On May 29th, 2007, at around 4:00 p.m. (Malaysian time), the web server that hosts all the GIDNetwork sites crashed. Every time the support team at the data centre restarted the dedicated server, it crashed, again and again.
It must have been a computer hardware problem, although I am still not certain what was actually the item that was failing. Looking at the messages in the log file revealed many lines like this:
May 29 05:28:57 yumie kernel: hda: dma_intr: status=0x51 { DriveReady SeekComplete Error }
May 29 05:28:57 yumie kernel: hda: dma_intr: error=0x84 { DriveStatusError BadCRC }
May 29 05:28:57 yumie kernel: ide: failed opcode was: unknown
May 29 05:28:57 yumie kernel: hda: dma_intr: status=0x51 { DriveReady SeekComplete Error }
May 29 05:28:57 yumie kernel: hda: dma_intr: error=0x84 { DriveStatusError BadCRC }
May 29 05:28:57 yumie kernel: ide: failed opcode was: unknown
May 29 05:28:57 yumie kernel: hda: dma_intr: status=0x51 { DriveReady SeekComplete Error }
May 29 05:28:57 yumie kernel: hda: dma_intr: error=0x84 { DriveStatusError BadCRC }
May 29 05:28:57 yumie kernel: ide: failed opcode was: unknown
A quick search online hinted that this could be an issue related to a Hard Disk Drive (HDD) failing, or something as simple as a faulty IDE cable, neither of which we could figure out for sure. So the kind people at WholesaleInternet decided to replace everything, from new HDDs, to the processor and main-board of this server.

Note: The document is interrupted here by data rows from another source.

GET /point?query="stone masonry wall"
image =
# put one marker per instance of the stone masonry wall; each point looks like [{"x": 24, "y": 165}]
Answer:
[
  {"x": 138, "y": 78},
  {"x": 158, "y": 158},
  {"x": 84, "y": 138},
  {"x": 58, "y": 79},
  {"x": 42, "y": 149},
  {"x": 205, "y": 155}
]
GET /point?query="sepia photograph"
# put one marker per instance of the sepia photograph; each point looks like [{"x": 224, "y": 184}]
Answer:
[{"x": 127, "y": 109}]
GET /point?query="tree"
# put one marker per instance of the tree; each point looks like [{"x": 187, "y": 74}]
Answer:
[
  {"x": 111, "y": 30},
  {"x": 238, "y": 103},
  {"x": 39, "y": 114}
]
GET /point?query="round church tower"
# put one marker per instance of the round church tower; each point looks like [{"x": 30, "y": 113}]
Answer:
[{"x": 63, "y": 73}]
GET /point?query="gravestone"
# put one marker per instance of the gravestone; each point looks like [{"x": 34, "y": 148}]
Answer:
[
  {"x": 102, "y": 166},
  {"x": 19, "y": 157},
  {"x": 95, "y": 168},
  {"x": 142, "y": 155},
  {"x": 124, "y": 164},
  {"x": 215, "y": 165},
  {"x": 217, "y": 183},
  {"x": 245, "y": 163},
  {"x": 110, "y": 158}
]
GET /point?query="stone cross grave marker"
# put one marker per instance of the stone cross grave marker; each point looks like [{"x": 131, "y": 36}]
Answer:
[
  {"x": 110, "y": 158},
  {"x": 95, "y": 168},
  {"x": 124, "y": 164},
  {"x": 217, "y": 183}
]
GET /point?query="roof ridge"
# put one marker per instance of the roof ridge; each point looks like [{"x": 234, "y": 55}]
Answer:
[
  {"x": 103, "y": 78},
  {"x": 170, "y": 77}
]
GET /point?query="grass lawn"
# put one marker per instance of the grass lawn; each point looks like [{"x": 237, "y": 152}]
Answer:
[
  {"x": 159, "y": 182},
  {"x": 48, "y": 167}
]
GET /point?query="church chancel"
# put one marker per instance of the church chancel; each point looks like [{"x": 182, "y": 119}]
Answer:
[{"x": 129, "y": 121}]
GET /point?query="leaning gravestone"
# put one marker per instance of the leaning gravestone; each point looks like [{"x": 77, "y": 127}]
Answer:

That took a while, and because the most recent backup I had on my own PC here in KL was over 1 week old, I didn’t want to restore the server with it. I knew there was a current backup on the old HDD and appealed to the support techs to copy the files onto the new HDD. Well, to make a long story short, they could not mount the (old) hard disc drive no matter what they tried. Much of Wednesday (May 30) was lost waiting for them to get files moved.
Later that night, I met with Darrin Smith online and he was kind enough to offer to help. Within minutes of logging into the server he got the HDD/partition mounted and I could finally access the files, move the backups to a safe place on the new HDD, and proceed with the restore, and bringing the sites back online.
I would like to thank all the good people at WholesaleInternet, especially Brian Vlasenko, who stayed up through the night trying to solve the problem, for eventually replacing nearly all the hardware, and reloading the Operating System and required software for the server on a new HDD.
A special thank you to Darrin for saving us all from losing over a week’s worth of data.
May nothing like this happens ever again…